If you aren't familiar with Sprig, it is another startup in the deliver-fresh-food-to-you business.  Ordering is not done in advance, it is on-demand only, and the app shows an estimate of how long it will take, usually 10-20 minutes.  The menu is small, only 3 items at a time, but they operate 7 days a week, lunch and dinner, plus brunch on weekends.  I mostly use Munchery for meal delivery, but Munchery *still* doesn't have lunch or weekend service, so it was time to check out Sprig.

Ordering via the app was easy, just a few clicks and my order was on its way.  I was a little confused if my order was actually confirmed though, as I did not receive an e-mail, and there was no order history in application.  20 minutes later, my meal showed up though, so it clearly worked.  Another interesting aspect of Sprig is that they do surge pricing for deliveries.  When I ordered, it was $2.75, but I've heard that it rises to $5 during peak times.

While I don't anticipate needing Sprig often, it was amazing to have brunch delivered to me, and I'll certainly keep this in mind again in the future.
Breakfast, delivered!
The brunch menu featured a frittata for the egg lovers, a breakfast burrito for the hungover, and ... for me, a baked good.  Yes!

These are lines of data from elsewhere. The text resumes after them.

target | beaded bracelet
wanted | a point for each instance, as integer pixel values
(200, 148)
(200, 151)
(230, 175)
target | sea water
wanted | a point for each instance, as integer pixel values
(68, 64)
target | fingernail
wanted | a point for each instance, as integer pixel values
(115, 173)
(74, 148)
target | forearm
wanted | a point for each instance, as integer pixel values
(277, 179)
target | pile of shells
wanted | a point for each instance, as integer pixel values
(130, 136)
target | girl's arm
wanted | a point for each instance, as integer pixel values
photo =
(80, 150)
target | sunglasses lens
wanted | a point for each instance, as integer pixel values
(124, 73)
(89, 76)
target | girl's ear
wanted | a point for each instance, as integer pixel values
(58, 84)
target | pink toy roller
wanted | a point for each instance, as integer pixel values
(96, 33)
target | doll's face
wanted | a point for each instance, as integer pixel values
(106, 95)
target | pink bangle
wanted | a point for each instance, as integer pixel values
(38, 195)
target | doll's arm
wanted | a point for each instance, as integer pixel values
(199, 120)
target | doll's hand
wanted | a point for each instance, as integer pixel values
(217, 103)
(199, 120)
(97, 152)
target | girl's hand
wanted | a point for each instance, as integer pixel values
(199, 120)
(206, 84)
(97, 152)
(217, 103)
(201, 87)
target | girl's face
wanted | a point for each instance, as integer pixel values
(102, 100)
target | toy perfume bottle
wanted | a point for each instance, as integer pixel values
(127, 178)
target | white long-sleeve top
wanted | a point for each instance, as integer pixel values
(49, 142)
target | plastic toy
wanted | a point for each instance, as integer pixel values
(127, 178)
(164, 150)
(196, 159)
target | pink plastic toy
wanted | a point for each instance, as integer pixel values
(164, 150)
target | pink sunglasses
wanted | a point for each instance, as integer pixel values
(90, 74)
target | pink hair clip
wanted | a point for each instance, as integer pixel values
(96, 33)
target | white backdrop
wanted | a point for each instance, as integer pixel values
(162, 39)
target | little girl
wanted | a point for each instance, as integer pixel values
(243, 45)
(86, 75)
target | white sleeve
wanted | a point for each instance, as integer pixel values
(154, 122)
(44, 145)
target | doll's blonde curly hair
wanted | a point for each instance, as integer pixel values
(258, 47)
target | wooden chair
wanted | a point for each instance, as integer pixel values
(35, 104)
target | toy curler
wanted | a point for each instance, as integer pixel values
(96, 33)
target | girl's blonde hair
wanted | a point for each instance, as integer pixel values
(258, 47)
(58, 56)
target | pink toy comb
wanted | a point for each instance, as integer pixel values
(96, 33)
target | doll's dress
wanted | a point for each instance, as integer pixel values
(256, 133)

My meal arrived without any additional packaging, I was expecting a bag, although I obviously didn't need one.
Fresh-squeezed organic orange juice. $5.
"Cold-pressed, unpastuerized, organic orange juice from our friends at Happy Moose Juice.”

Along with my baked good, I also splurged on an orange juice.  Vitamin C is good for colds, right?

It was fine, but, yes, just juice.  I prefer more pulp in my orange juice.  The glass bottle was cute, but $5 is still crazy to me for a single serving of juice (I clearly haven't embraced the juicing craze).
Morning Bun. $4.50
"Freshly baked morning bun with a hint of ceylon cinnamon from our friends at Fournée Bakery."

And the reason I ordered in the first place.  A morning bun!

While the rest of the food offered by Sprig is prepared by their own chefs, they do outsource the morning buns from Fournée Bakery in Berkeley.  I considered this a bonus - I got to try a new bakery too!

Now, a morning bun is never the most exciting breakfast baked good, and I rarely choose it given other options (well, unless we are talking about the famed Tartine morning bun).  In this case, I'm glad I didn't have a choice.  It was great!

The outside was super crispy, the inside moist.  It was flaky, with a good butter content.  Tons of sugar on top, slightly caramelized on the bottom.  The cinnamon was very subtle, and I was expecting more, although it did say a "hint".

Everything was in balance, and I enjoyed it far more than I expected.  Even though it was a large size, Ojan only got a single bite, which I begrudgingly gave up.  I'd definitely get another.

$4.50 may be a bit high for a morning bun, but it was delivered to me, and totally hit the spot, so it was worth it.